Word Embeddings Explainer

What are word embeddings?

Imagine if every word had an address you could look up in an address book. Now also imagine if words that shared meaning lived in the same neighborhood. This is a simplified metaphor for word embeddings.

For a visual example, here are simplified word embeddings for common 4- and 5-letter english words.

Wordville

I’ve drawn 3 neighborhoods over this embedding to illustrate the semantic groupings.

What are they good for?

A word embedding model transforms words into numbers so that we can do interesting measurements with them. Below are some applications of word embeddings.

Word Similarity

You can ask a word who its neighbors are. With enough words, this similarity query can work like a synonym finder. In the 2D grid representation above, each immediate neighbor is equally distant from some central term, but with the full dimension word embeddings you can get a more nuanced similarity score for each word.

Sentence Similarity

Sentences are made of words, so we can calculate a semantic distance between sentences using embeddings. Here’s 3 sample sentences, with words we have addresses for in bold.

  1. There’s a tall patch of grass.
  2. The root of the tree is in soil.
  3. Let’s chat about pizza and cake!

It’s clear to us, as humans, that the first two sentences share meaning and the 3rd sentence is different than them. A common way of calculating the similarity of two pieces of text is to count how many words overlap — however, none of the sentences above have any meaningful words in common (once we remove common stopwords like “the”). When measuring similarity in this way, all three of our example sentences are equally similar, since they all don’t share any words. With word embeddings, we can use semantic distance for this case.

Measuring semantic similarity with embeddings

With word embeddings there are a few ways to measure the similarity of two sentences.

  1. Average Embeddings - Find the average location (centroid) of the words in both sentences. Then measure the distance between these two average locations.
  2. Word Movers Distance - Find the total cost of moving from all the words in one sentence to all the words in another sentence.
  3. Soft Cosine Similarity - Combine the magic of linear algebra and the location of your word embeddings to create a new space to measure similarity. (There’s a lot behind this one, but you should know that its fast and it works well.)

What’s the difference between this simplification and actual word embeddings?

Word embeddings are usually more than 2 dimensions (commonly 50, 100, 200, and 300). For this example, I used the 300D vectors trained on Google News.
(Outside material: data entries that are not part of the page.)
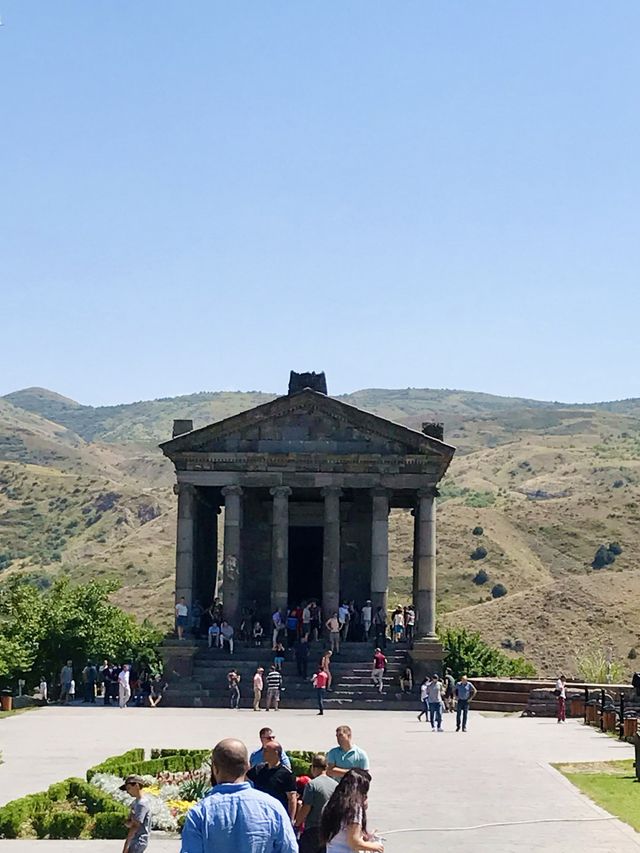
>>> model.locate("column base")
[409,637,445,682]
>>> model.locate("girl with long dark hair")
[320,769,384,853]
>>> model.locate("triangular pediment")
[161,390,454,459]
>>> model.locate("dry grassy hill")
[0,389,640,673]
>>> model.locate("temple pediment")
[161,389,454,467]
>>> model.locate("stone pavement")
[0,706,640,853]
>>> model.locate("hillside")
[0,388,640,672]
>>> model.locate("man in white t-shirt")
[361,599,371,640]
[118,663,131,708]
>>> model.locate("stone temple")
[160,373,454,638]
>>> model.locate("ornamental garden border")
[0,748,313,839]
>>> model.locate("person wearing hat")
[120,773,151,853]
[360,599,372,643]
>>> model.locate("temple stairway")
[165,641,418,710]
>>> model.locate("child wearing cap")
[120,774,151,853]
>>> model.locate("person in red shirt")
[313,667,329,717]
[371,649,387,693]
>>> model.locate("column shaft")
[322,487,342,621]
[222,486,242,628]
[371,489,389,613]
[416,492,436,638]
[174,483,196,607]
[270,486,291,611]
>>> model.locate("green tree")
[0,578,162,683]
[438,628,536,678]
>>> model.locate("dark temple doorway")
[289,527,324,607]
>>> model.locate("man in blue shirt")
[455,675,478,732]
[249,726,291,770]
[326,726,369,781]
[180,738,298,853]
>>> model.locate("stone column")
[322,486,342,621]
[222,486,242,628]
[371,489,389,613]
[173,483,196,607]
[416,489,436,639]
[269,486,291,612]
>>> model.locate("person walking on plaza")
[296,752,338,853]
[227,669,240,711]
[327,726,369,780]
[253,666,264,711]
[180,738,298,853]
[360,599,372,643]
[427,673,443,732]
[118,663,131,708]
[176,595,189,640]
[320,770,384,853]
[444,667,456,712]
[60,660,73,705]
[371,649,387,693]
[120,774,151,853]
[266,664,282,711]
[295,636,309,681]
[555,674,567,723]
[313,667,329,717]
[418,675,429,723]
[326,613,340,653]
[247,740,298,823]
[249,726,291,770]
[456,675,478,732]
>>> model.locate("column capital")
[173,481,196,496]
[269,486,292,498]
[320,486,342,498]
[222,485,242,498]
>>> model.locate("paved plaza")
[0,706,640,853]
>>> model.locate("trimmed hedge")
[87,749,211,782]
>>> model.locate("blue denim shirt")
[180,782,298,853]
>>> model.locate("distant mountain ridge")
[5,387,640,442]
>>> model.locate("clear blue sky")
[0,0,640,404]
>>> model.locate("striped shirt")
[267,669,282,690]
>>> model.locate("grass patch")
[553,759,640,832]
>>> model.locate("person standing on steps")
[296,752,338,853]
[326,613,340,654]
[456,675,478,732]
[313,667,329,717]
[418,675,429,723]
[371,649,387,693]
[253,666,264,711]
[266,663,282,711]
[555,673,567,723]
[427,673,442,732]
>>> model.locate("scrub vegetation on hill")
[0,388,640,674]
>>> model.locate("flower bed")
[0,749,313,838]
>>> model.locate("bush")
[91,809,128,838]
[49,811,88,838]
[469,545,487,560]
[473,569,489,586]
[438,628,536,678]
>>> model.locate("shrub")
[438,628,536,678]
[91,810,128,838]
[469,545,487,560]
[49,811,88,838]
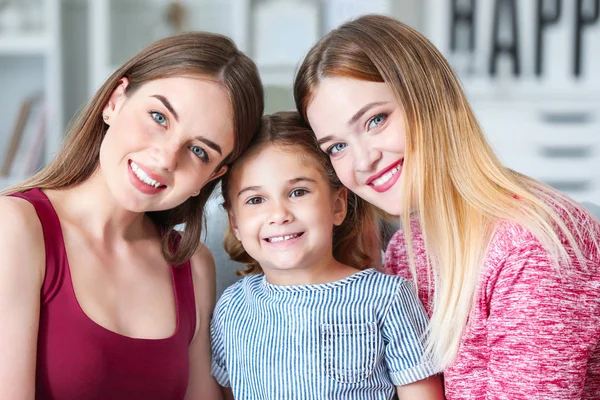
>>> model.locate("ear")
[206,165,229,183]
[331,187,348,226]
[227,211,242,242]
[102,77,129,125]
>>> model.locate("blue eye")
[325,143,348,156]
[190,146,208,162]
[150,111,167,126]
[367,113,387,130]
[246,197,264,205]
[290,189,308,197]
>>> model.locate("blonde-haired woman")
[294,16,600,399]
[0,32,263,400]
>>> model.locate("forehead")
[132,76,234,155]
[231,145,325,188]
[306,77,395,134]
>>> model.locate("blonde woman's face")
[307,77,406,215]
[100,77,234,212]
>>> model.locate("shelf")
[0,34,51,56]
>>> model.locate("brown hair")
[294,15,598,368]
[222,111,380,275]
[2,32,264,264]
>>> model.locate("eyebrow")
[238,176,317,197]
[194,136,223,155]
[317,101,389,146]
[348,101,389,125]
[150,94,223,155]
[150,94,179,122]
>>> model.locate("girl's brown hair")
[222,111,380,275]
[1,32,264,264]
[294,15,598,368]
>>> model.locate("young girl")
[211,112,443,400]
[294,15,600,400]
[0,32,263,400]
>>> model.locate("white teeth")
[371,165,400,186]
[267,233,300,243]
[131,161,160,187]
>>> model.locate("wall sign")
[438,0,600,78]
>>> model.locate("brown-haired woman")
[211,112,443,400]
[0,32,263,400]
[294,15,600,399]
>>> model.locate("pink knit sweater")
[386,208,600,400]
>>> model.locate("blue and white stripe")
[211,269,437,400]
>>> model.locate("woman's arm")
[485,242,600,400]
[186,246,222,400]
[396,375,444,400]
[0,197,46,400]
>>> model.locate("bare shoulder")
[0,196,45,268]
[190,245,216,315]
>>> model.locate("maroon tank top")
[13,189,196,400]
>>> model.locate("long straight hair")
[222,111,381,275]
[294,15,598,368]
[0,32,264,264]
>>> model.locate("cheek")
[333,157,356,188]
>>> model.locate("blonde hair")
[222,111,381,275]
[294,15,596,368]
[0,32,264,264]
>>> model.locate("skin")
[229,145,356,285]
[307,77,406,216]
[0,77,234,399]
[307,77,444,399]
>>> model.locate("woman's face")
[100,77,234,212]
[307,77,405,215]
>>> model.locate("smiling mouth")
[264,232,304,243]
[366,159,404,187]
[129,161,166,188]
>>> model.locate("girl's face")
[100,77,234,212]
[307,77,405,215]
[228,145,346,282]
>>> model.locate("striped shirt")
[386,199,600,400]
[211,269,436,400]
That high dimensionality is helpful for solving large computational problems, and each dimension captures some unique semantic structure of the words given text the model was trained on.

To get to the 2D Map of Wordville, I did the following:

  1. I used this helpful list of common english words as a source. I looped through that list in order, picking out words that were 4- or 5-letters long (so their label would fit in the map) and were semantically similar (measured with a word embedding model) to some basic seed words (car, dog, food) until I had 625 words.
  2. Projected the vectors of these words down to two dimensions with a technique called Universal Manifold Approximation and Projection (UMAP).
  3. Used an optimization algorithm to map each point in 2D to a grid of 2D points, following this notebook.

How can I make my own word embeddings?

The gensim library in python allows you to create your own word embeddings. It requires your input text to be tokenized.

Here’s a basic example – we will create a model from 10000 copies of 4 tokenized sentences. (Note: You will not get good results with this input data.)

import gensim 

tokenized_sentences = [
    ['I', 'love', 'my', 'cat', '.'],
    ['I', 'love', 'my', 'dog', '!'],
    ['I', 'love', 'my', 'cat', ',', 'sometimes', '.'],
    ['I', 'also', 'like', 'my', 'dog', '!']
]

many_tokenized_sentences = tokenized_sentences * 10000

# create the model
model = gensim.models.Word2Vec(sentences=many_tokenized_sentences)

# find similar words
model.wv.most_similar('cat')

One thing to note is that in comparison to other common NLP tasks, you will not want to remove stopwords or punctuation from the vocabulary, since they play an important role in providing context.